Conflicts of duties: Relevant terms: "conflict of duties," "prima facie duty," "absolute duty," "overriding" (one can also use the word "obligation" instead of "duty" in these terms). Be able to explain each of these in your own words. Be able to give examples of each (I won't ask you to give examples of absolute duties). If I give you examples, be able to determine if what I'm describing is a conflict of duties or not, which of the duties are prima facie or absolute (according to the description of the example), and which override which. Be able to take sentences using these relevant terms and translate them into sentences that mean the same thing, but talk in terms of wrongness and permissibility.

Prima facie duties II: Know how to show that something is not a prima facie duty (nor an absolute duty). Be able to give an example of something that is not a prima facie moral duty, and be able to show that it is not. If given an example of an action, be able to explain whether and why it is or is not prima facie morally obligatory.

Diminishing marginal value: Be able to give an example of a thing that seems to have diminishing marginal value (as in Figure 2 on this handout). Be able to give a plausible example of something that has value but does not have diminishing marginal value. If given an example, be able to explain whether the example does or doesn't have diminishing marginal value, and why. If given an example of someone's thinking about the value of some stuff, be able to explain if they think it has diminishing marginal value or not, and why.

Fairness and overdemandingness: Be able to explain what it means to say that an alleged obligation is unfair, or that it is overdemanding (important: you must realize that someone who says this means that it isn't really a moral obligation). Be able to give examples of acts that seem normally to be morally obligatory, but plausibly aren't because the obligation would be unfair. Be able to give examples of acts that seem normally to be morally obligatory, but plausibly aren't because the obligation would be too demanding. Be able to give examples in which alleged moral obligations are unfair but not overly demanding, overly demanding but not unfair, both, and neither. If I give you an example of an alleged obligation, be able to plausibly explain whether or not it is unfair or overly demanding, and why (or why not). If I give you an example in which someone is saying that something is not really morally obligatory, be able to explain whether or not they are saying the obligation would be unfair over overly demanding. Remember what it means to say that x is not morally obligatory (i.e. that it is morally permissible to not do x).

Special obligations: Know what the definition of "special obligation" is, and how special obligations are different from general obligations.

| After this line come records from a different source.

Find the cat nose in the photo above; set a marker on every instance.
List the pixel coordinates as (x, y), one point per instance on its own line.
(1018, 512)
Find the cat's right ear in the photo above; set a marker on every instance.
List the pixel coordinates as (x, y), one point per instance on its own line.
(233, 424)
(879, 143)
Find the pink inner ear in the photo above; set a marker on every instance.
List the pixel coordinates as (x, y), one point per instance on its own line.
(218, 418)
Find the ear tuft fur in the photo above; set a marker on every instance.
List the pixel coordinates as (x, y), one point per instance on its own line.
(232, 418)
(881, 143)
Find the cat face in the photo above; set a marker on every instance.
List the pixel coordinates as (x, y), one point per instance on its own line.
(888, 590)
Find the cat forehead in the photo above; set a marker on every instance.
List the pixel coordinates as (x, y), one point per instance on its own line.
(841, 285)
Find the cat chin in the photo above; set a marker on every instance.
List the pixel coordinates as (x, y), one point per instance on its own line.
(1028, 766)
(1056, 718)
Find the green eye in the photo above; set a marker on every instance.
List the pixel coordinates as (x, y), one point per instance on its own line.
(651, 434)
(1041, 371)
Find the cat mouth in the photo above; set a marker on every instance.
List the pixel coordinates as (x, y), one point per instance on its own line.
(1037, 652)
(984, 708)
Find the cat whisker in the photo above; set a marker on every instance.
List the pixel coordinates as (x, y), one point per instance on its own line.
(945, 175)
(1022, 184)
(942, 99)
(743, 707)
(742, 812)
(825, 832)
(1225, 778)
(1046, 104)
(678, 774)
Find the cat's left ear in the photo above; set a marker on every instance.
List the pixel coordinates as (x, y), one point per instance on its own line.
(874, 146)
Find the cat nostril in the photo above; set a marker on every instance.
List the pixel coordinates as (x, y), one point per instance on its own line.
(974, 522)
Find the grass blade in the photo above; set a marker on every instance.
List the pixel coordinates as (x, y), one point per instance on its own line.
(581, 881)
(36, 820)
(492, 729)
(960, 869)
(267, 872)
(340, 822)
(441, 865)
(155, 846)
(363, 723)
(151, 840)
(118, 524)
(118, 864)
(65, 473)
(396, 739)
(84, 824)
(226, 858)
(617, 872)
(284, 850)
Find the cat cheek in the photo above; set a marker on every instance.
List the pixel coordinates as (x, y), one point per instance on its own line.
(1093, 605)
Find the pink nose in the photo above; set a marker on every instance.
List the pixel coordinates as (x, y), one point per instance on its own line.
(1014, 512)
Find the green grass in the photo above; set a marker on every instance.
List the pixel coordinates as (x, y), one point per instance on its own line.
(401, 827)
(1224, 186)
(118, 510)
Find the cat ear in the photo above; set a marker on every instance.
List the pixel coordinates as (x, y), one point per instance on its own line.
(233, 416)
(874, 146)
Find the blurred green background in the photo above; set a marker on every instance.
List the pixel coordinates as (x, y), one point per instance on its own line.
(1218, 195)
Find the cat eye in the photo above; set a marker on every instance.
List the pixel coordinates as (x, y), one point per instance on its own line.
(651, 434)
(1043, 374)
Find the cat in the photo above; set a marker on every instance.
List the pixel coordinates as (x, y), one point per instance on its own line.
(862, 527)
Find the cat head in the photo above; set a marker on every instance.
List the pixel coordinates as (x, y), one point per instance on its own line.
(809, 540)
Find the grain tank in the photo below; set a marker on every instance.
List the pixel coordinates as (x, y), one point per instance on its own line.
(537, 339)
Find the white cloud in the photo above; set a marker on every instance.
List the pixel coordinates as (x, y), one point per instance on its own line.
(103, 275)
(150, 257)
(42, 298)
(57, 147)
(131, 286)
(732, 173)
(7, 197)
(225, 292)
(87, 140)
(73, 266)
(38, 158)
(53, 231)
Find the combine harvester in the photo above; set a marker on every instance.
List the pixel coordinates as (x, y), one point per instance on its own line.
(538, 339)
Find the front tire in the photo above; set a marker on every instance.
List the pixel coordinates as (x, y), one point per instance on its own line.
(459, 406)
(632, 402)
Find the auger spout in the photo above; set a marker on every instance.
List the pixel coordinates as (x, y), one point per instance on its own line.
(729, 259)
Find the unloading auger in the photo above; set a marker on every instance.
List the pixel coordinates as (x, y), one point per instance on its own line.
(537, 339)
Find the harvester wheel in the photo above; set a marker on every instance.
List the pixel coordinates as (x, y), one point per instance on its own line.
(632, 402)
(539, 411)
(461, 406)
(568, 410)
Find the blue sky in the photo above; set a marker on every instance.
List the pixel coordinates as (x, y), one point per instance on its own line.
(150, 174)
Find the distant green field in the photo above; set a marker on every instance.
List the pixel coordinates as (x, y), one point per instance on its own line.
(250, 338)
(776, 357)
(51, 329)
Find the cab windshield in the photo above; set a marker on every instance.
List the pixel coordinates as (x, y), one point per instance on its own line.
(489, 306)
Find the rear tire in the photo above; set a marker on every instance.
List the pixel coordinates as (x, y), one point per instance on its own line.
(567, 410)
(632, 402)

Be able to give some plausible examples of special obligations (especially ones not involving parents or children). If I give you examples of possible obligations, be able to identify if they are general or special. Be able to translate sentences about special obligations into sentences that mean the same thing but use different terms (like "wrong," "permissible," or "duties").

Collective action: Be able to give examples of cases in which person A is part of a group that together causes a negative event, but A did not make a difference to whether or not that event occurs, or to how harmful it is. Be able to give examples in which A plausibly does something morally wrong by being part of that group, and examples in which A plausibly does nothing morally wrong by being part of that group.